3.9. Atypical frequency of GC B cells in the light zone of STAT6-deficient mice

Reduced numbers and normal proliferation of T_FH and GC B cells in STAT6 KO mice led us to hypothesize that the STAT6 signaling pathway may control the dynamics of GC. To address this question, we analyzed the frequencies of light zone or dark zone B cells in WT and STAT6 KO mice after immunization with αDCIR2-OVA. Five days after immunization, the spleen cells were harvested and light and dark zone GC cells were stained with CD83 (B220⁺GL-7⁺CD95⁺CD83⁺) and CXCR4 (B220⁺GL-7⁺CD95⁺CXCR4⁺), respectively (Fig. 6A). The results showed that the frequencies of dark zone GC cells were similar between WT and STAT6 KO mice. Interestingly, the frequency of GC B cells in the light zone was increased in STAT6-deficient mice (Fig. 6B). These results indicate that light zone GC B cells accumulated in STAT6-deficient mice, suggesting that the STAT6 signaling pathway influences GC dynamics.

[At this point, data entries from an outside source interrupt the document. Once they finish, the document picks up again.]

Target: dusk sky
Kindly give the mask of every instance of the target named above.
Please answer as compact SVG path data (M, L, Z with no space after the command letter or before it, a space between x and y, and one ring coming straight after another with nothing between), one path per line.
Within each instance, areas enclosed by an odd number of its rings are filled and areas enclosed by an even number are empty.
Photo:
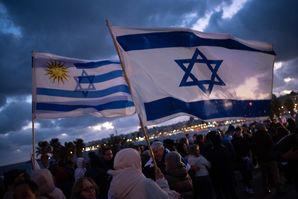
M273 92L283 95L298 88L297 8L296 0L1 0L0 165L29 160L32 151L32 51L117 59L105 19L115 26L230 33L273 45ZM136 116L37 120L36 143L88 142L137 130L138 123Z

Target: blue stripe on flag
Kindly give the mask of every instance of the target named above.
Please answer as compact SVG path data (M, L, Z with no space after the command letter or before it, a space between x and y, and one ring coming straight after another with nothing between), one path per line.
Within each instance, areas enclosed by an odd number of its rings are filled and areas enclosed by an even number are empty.
M71 91L50 88L36 88L37 95L48 95L56 97L72 97L72 98L98 98L111 95L114 93L123 92L130 94L127 85L117 85L103 90L97 91Z
M216 46L235 50L256 51L275 55L273 50L263 51L248 47L233 39L207 39L201 38L192 32L154 32L117 36L117 41L124 51L145 50L169 47L197 47Z
M84 83L90 84L90 79L88 77L93 77L93 76L92 75L78 76L81 84L84 84ZM105 73L102 75L95 75L92 83L100 83L100 82L108 81L111 79L115 79L117 77L123 77L122 70L115 70L115 71L111 71L111 72L108 72L108 73Z
M145 103L147 121L157 120L176 113L188 113L202 120L225 117L268 116L271 100L206 100L184 102L167 97Z
M120 64L120 62L117 61L97 61L97 62L86 62L86 63L74 63L77 69L90 69L90 68L97 68L109 64Z
M133 107L134 103L128 100L119 100L115 102L108 102L100 105L67 105L67 104L51 104L51 103L36 103L37 111L59 111L68 112L77 109L93 108L97 111L109 110L109 109L122 109Z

1. Download : Download high-res image (782KB)
2. Download : Download full-size image

Fig. 6. Light and Dark zone B cell frequencies in GCs after antigen targeting to cDC2s via DCIR2 Receptor. Mice were immunized with αDCIR2-OVA together with 50 μg of Poly (I:C) as adjuvant. Splenocytes were obtained 5 days after prime and stained to detect GC B cells from light (CD83⁺ cells) and dark (CXCR4⁺ cells) zones by flow cytometry. A) representative dot plots from WT and STAT6 KO mice indicating light and dark zone B cell frequencies in GC B cells (CD3^–B220⁺GL-7⁺CD95⁺). Frequencies of splenic dark zone GC B cells (B) and light zone GC B cells (C) in WT and STAT6 KO mice. Bars show mean ± SD from two representative experiments pooled together (n = 6 animals/group). *p < 0.05; Student’s t-test.